After composing myself I called again. A nice woman answered. I could not understand her at all. It was not an accent problem. She talked so fast my ears could not keep up with her mouth. I asked her to slow down. She was "so sorry". She would see what she could do to solve the problem.
I repeatedly had to remind her to speak more slowly.but she worked to try to find a solution. After a long time she discovered that I had transposed two digits of the zip code from the original phone's address.
Could she alter the order to reflect the correct zip code? She did not have the authority to do that. Did she have a supervisor I could speak with? She did. Now we were getting somewhere.
A nice man greeted me on the phone. He was "so sorry" we were having a problem. He could not alter the order because the process of activation was so far along. Perhaps they could help at the store in the nearest town.
I drove 30 miles in a mix of rain and snow to the phone store. The man there was so nice and he exuded a confidence I had not felt from anyone on the phone.
He informed me that even though they sold the phones there some things that could not be done. He would do his best however.
He went into his computer and tried to change the zip code. He said that sometimes he could make the changes and sometimes not. He could not. It would have to be done at a corporate store.
Where is the corporate store? The nearest one is in Omaha, Nebraska!
He did suggest calling the carrier for the old phone to see if they could change the zip code for the original phone.

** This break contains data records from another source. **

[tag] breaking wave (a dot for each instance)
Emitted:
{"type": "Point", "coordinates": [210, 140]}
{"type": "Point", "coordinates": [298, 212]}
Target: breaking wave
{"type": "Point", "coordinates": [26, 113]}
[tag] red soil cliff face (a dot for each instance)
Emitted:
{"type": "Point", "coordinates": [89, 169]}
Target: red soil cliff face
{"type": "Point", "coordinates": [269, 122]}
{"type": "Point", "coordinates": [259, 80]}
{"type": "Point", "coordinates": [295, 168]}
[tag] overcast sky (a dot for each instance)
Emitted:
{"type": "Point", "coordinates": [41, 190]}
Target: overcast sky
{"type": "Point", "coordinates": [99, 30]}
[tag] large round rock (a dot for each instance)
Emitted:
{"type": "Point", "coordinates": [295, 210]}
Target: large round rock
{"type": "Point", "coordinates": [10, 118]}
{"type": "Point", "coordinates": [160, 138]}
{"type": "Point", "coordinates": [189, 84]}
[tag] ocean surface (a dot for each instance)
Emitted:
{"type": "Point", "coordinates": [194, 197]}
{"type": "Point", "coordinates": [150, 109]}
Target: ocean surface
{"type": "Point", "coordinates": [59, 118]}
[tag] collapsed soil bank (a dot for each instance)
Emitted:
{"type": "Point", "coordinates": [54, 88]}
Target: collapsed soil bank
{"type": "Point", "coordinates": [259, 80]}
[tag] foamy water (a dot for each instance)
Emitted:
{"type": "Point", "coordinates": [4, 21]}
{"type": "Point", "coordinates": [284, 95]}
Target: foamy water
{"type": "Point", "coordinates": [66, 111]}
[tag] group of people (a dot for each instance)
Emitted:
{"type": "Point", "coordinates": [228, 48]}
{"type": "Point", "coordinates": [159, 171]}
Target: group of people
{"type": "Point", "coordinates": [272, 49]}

That might work.
I drove 30 miles in a mix of rain and snow to go home. I picked up some fast food on the way. I was in no mood or condition to cook.
After we ate I calle dthe original carrier and asked if they could change the zip code. Of course I did not mention that I needed it so my son could drop them because he was trying to activate a phone with a new carrier.
They needed to speak with my son since the phone was in his name. No problem.
They told my son to wait about 20 minutes to make sure it was complete in the system. No problem.
In the meantime I called the new carrier. I asked to speak to the manager who said I should call back if anything changed. Once again I was on an interminable hold.
While I was on hold I began to type in the information leading up to the request for zip code information just to be ready when I did receive assistance.
I GOT A MESSAGE THAT SAID "CONGRATULATIONS. YOU HAVE SUCCESSFULLY ACTIVATED YOUR PHONE."
Did they even ask for the zip code? NO!
After approximately 6 HOURS his new phone is activated. I will not wait on hold for anybody for a while. I will hang up first.